Sometimes I think, 'I don't want to go to a meeting', 'I don't want to do my review', 'I don't want to answer the phone'. Sometimes I think 'I do want to go to a meeting', 'I do want to do my review', 'I do want to answer the phone'. Sometimes I accordance with the former; sometimes, with the latter.

It would appear that I am unstable! As the mind changes, one of two things might happen: I might do the wrong thing (by following the 'I want to do a bad thing'/'I don't want to do a good thing'-voice), in which case my spirit is dejected, or I might do the right thing, in which case my ego rebels. Either way, conflict is created.

There is a way out.

I am neither of the two voices. I am the chooser between the two voices. There is a voice for God and a voice for the ego. Just because the voices are in my mind does not make the voices mine, any more than an avocado in my presence is necessarily my avocado, and any more than I am the avocado just because I am next to the avocado.

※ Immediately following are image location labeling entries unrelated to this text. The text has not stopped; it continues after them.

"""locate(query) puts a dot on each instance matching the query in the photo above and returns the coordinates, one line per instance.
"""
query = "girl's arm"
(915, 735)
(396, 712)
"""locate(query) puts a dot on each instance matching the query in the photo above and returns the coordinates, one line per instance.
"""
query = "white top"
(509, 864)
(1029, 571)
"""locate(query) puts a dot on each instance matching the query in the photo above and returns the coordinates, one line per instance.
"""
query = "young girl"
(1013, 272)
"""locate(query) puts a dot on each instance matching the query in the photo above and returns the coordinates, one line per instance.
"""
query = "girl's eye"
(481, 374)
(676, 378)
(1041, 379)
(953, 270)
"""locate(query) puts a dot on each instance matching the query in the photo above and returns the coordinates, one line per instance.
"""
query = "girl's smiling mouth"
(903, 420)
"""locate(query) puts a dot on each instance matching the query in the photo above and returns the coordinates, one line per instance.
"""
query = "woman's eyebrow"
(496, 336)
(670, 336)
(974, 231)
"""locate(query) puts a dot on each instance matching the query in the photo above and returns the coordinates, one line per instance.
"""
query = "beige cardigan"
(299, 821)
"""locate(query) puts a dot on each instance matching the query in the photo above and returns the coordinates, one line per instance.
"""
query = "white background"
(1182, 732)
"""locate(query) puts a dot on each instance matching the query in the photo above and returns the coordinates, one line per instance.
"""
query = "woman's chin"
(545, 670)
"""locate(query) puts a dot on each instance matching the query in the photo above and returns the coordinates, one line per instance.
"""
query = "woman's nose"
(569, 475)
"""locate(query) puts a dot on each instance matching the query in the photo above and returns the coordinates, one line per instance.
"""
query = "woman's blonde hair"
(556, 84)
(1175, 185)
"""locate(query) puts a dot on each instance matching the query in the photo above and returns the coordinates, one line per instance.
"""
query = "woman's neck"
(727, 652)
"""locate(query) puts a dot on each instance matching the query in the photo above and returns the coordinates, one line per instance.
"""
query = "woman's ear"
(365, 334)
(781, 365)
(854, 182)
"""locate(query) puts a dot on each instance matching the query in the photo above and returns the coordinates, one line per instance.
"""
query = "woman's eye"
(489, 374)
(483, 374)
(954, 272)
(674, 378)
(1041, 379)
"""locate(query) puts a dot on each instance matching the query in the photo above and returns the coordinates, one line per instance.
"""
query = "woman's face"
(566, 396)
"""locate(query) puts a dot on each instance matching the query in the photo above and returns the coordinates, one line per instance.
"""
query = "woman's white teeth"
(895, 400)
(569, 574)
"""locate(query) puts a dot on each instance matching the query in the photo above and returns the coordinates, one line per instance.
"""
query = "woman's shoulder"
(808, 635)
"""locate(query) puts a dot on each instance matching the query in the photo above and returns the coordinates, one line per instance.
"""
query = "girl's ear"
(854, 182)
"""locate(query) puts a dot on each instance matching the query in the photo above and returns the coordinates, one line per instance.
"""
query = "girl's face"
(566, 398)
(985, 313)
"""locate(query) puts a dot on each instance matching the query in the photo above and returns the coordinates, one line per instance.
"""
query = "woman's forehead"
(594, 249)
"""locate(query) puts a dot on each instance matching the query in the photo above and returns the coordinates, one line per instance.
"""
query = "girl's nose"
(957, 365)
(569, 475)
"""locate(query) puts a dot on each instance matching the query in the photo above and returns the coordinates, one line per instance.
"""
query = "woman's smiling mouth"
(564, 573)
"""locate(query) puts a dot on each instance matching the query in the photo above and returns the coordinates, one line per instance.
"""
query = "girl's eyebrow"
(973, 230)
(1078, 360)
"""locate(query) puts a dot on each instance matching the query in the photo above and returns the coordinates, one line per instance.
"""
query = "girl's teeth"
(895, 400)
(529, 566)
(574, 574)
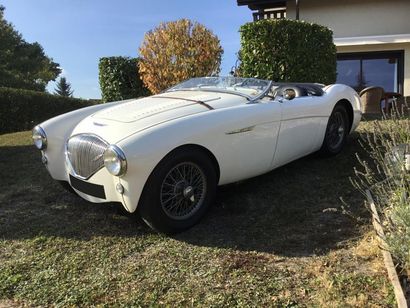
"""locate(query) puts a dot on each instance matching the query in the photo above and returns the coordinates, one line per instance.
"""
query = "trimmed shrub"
(176, 51)
(119, 79)
(22, 109)
(287, 50)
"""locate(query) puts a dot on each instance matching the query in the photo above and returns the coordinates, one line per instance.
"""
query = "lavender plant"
(387, 176)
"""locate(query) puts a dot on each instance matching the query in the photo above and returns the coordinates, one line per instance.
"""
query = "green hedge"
(22, 109)
(120, 79)
(287, 50)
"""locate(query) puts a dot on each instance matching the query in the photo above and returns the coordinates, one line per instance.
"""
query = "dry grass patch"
(280, 239)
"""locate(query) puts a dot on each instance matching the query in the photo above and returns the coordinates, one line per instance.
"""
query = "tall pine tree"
(63, 88)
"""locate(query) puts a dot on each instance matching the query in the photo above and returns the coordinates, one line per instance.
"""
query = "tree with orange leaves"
(176, 51)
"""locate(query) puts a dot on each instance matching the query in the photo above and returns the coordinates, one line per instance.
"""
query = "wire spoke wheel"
(336, 130)
(183, 191)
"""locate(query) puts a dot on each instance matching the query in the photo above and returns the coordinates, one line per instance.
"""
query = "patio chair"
(371, 100)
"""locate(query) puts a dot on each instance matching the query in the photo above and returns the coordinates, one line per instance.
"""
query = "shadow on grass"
(291, 211)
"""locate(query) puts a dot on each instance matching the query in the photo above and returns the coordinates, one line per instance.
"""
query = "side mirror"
(289, 94)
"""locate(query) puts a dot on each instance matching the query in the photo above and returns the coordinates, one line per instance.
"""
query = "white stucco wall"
(385, 47)
(361, 18)
(349, 18)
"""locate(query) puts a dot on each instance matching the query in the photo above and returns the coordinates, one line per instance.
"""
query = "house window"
(361, 70)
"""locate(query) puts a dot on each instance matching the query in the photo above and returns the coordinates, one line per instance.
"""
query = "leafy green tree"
(119, 79)
(63, 88)
(23, 65)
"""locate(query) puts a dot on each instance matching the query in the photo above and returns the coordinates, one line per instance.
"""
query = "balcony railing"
(269, 14)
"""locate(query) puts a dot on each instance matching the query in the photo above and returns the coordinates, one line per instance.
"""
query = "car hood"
(122, 119)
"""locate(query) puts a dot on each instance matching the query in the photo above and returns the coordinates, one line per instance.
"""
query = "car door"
(243, 139)
(299, 135)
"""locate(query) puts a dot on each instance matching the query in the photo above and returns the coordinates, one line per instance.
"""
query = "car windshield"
(248, 87)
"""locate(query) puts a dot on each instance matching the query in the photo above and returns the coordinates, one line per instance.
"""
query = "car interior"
(300, 89)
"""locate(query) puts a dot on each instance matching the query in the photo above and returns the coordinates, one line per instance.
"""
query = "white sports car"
(166, 154)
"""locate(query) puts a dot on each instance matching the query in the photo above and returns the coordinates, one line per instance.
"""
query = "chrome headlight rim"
(39, 138)
(115, 161)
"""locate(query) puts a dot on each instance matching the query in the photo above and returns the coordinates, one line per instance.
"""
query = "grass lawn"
(280, 239)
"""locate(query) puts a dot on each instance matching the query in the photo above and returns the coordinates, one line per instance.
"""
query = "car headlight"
(39, 138)
(114, 160)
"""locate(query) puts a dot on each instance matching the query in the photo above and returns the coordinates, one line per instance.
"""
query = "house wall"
(349, 18)
(386, 47)
(356, 18)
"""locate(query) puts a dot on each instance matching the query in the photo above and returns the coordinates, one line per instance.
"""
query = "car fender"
(243, 135)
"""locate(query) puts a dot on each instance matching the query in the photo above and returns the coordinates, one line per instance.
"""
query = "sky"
(77, 33)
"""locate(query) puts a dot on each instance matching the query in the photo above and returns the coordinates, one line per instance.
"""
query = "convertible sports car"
(166, 154)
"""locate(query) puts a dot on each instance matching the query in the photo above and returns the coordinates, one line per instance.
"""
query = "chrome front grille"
(85, 154)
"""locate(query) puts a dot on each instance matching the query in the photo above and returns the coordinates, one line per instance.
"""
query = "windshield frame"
(251, 99)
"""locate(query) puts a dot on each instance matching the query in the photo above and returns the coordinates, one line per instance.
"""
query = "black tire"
(336, 132)
(179, 191)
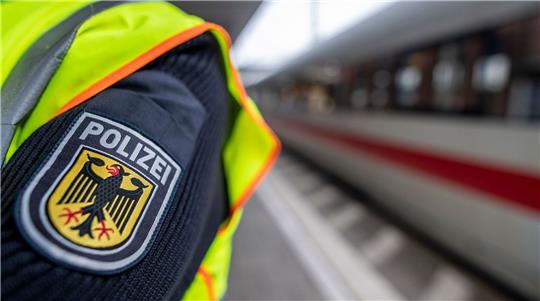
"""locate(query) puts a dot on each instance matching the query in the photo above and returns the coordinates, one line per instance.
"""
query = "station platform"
(304, 238)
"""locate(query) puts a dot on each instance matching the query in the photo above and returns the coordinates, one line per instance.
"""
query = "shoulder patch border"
(69, 254)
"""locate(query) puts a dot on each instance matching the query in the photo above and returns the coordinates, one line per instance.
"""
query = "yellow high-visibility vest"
(135, 34)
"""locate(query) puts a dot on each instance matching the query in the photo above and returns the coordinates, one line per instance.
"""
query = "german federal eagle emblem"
(97, 201)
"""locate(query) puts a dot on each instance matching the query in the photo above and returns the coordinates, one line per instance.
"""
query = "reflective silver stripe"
(30, 76)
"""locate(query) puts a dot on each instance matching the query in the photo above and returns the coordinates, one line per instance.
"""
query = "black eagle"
(105, 193)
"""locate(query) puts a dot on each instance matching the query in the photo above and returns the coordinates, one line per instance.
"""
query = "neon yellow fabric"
(104, 43)
(216, 262)
(25, 22)
(129, 30)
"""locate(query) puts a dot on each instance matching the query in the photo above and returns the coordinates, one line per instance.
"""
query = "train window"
(524, 98)
(491, 73)
(408, 80)
(448, 78)
(381, 83)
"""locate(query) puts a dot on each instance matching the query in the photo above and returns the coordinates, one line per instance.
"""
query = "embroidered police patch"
(97, 201)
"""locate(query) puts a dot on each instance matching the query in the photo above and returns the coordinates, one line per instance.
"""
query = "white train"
(443, 131)
(472, 186)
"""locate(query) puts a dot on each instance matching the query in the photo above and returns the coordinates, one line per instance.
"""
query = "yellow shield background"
(57, 212)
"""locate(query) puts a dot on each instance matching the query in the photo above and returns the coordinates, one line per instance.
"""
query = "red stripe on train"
(516, 187)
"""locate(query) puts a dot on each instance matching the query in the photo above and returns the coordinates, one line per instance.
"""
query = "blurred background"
(410, 168)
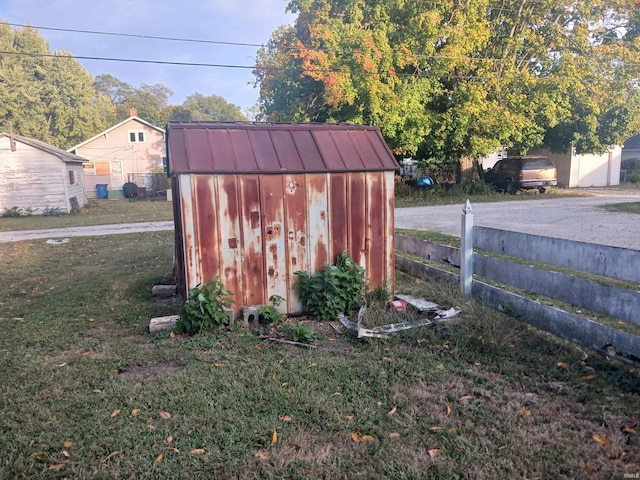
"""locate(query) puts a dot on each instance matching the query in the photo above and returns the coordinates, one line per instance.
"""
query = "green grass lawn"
(87, 392)
(96, 212)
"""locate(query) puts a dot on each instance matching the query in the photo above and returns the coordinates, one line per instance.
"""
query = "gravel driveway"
(571, 217)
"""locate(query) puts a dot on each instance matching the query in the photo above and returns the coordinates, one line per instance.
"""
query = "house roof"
(215, 147)
(117, 125)
(45, 147)
(633, 143)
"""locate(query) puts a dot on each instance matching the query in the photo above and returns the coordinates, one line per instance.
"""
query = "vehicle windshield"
(537, 164)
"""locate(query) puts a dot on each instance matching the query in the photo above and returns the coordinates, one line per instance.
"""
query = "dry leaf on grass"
(111, 455)
(601, 439)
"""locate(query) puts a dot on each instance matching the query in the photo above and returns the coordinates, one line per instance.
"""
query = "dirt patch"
(137, 371)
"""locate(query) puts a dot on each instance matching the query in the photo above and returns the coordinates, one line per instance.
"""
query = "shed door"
(273, 231)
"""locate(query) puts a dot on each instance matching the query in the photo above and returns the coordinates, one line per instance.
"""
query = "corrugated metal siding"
(257, 203)
(276, 148)
(256, 231)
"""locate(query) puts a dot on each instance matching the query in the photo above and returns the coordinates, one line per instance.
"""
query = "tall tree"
(447, 80)
(46, 97)
(151, 101)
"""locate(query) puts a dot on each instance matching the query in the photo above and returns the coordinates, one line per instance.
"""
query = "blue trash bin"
(101, 191)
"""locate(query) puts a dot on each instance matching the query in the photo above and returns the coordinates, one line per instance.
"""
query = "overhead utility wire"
(134, 35)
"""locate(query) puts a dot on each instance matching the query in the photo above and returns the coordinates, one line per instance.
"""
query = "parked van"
(522, 173)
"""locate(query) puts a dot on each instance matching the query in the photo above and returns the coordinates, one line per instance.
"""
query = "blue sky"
(243, 21)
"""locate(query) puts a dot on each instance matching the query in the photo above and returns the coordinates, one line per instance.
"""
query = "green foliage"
(213, 108)
(459, 80)
(334, 289)
(48, 97)
(204, 308)
(15, 212)
(300, 333)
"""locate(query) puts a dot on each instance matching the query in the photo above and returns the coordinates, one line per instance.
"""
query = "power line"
(134, 35)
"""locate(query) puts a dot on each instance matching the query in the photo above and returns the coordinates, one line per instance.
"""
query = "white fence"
(505, 266)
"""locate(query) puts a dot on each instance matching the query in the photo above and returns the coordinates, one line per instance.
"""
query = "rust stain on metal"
(263, 201)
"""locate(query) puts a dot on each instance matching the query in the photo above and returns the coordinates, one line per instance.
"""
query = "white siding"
(32, 178)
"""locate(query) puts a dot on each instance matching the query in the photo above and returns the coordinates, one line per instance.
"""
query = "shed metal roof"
(212, 147)
(45, 147)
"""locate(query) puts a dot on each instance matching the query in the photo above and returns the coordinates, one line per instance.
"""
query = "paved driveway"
(573, 218)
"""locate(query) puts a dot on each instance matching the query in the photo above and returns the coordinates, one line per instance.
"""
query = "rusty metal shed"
(254, 203)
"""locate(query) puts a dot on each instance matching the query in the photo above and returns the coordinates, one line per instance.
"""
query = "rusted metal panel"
(375, 231)
(297, 245)
(338, 207)
(253, 277)
(229, 235)
(273, 231)
(201, 147)
(288, 154)
(310, 154)
(357, 218)
(206, 229)
(259, 144)
(319, 239)
(389, 189)
(189, 264)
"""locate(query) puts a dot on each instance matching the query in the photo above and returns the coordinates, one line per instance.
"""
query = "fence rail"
(588, 294)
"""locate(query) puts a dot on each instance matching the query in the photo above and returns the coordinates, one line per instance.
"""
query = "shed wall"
(256, 231)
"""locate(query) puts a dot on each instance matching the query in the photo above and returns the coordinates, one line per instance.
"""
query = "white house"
(38, 176)
(126, 152)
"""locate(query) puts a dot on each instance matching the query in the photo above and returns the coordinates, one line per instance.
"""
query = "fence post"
(466, 251)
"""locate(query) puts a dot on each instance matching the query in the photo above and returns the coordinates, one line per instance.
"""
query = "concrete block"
(162, 323)
(250, 314)
(164, 290)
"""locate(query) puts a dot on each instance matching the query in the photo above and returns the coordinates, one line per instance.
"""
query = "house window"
(136, 136)
(89, 168)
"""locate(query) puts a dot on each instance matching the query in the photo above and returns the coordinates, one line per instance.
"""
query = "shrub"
(334, 289)
(204, 308)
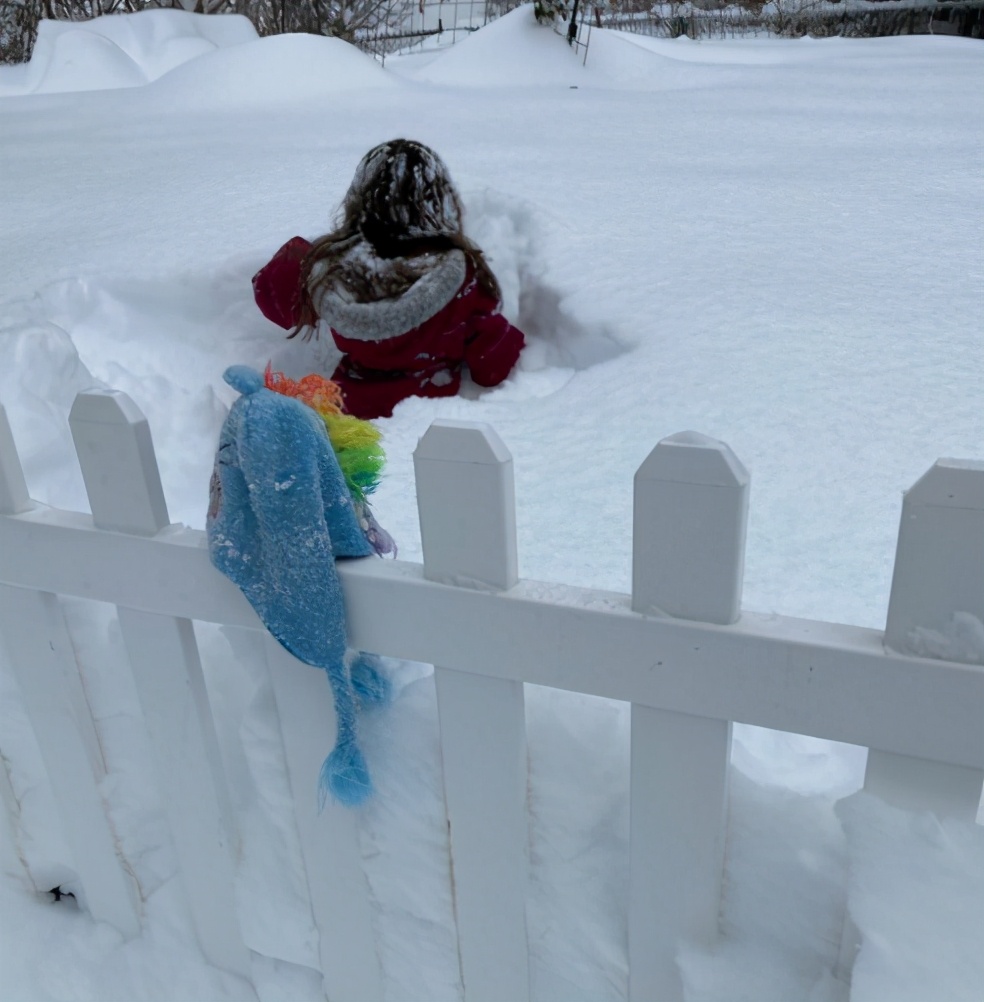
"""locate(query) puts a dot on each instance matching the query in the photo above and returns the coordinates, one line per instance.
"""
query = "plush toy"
(280, 514)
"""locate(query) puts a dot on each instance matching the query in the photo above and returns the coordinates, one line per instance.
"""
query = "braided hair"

So, throughout the day, I am presented with voices that are merely in my presence, are certainly not me, and are not mine either.

My choice is this: which will I believe and which will I follow? Both can't be right as they are mutually contradictory and mutually exclusive.

First, I choose the sort of day I want: peaceful, productive, and harmonious.

Then I choose the beliefs and the path that are consistent with these qualities.

The other beliefs and the path that the other beliefs promise is smoke that dissolves into the air.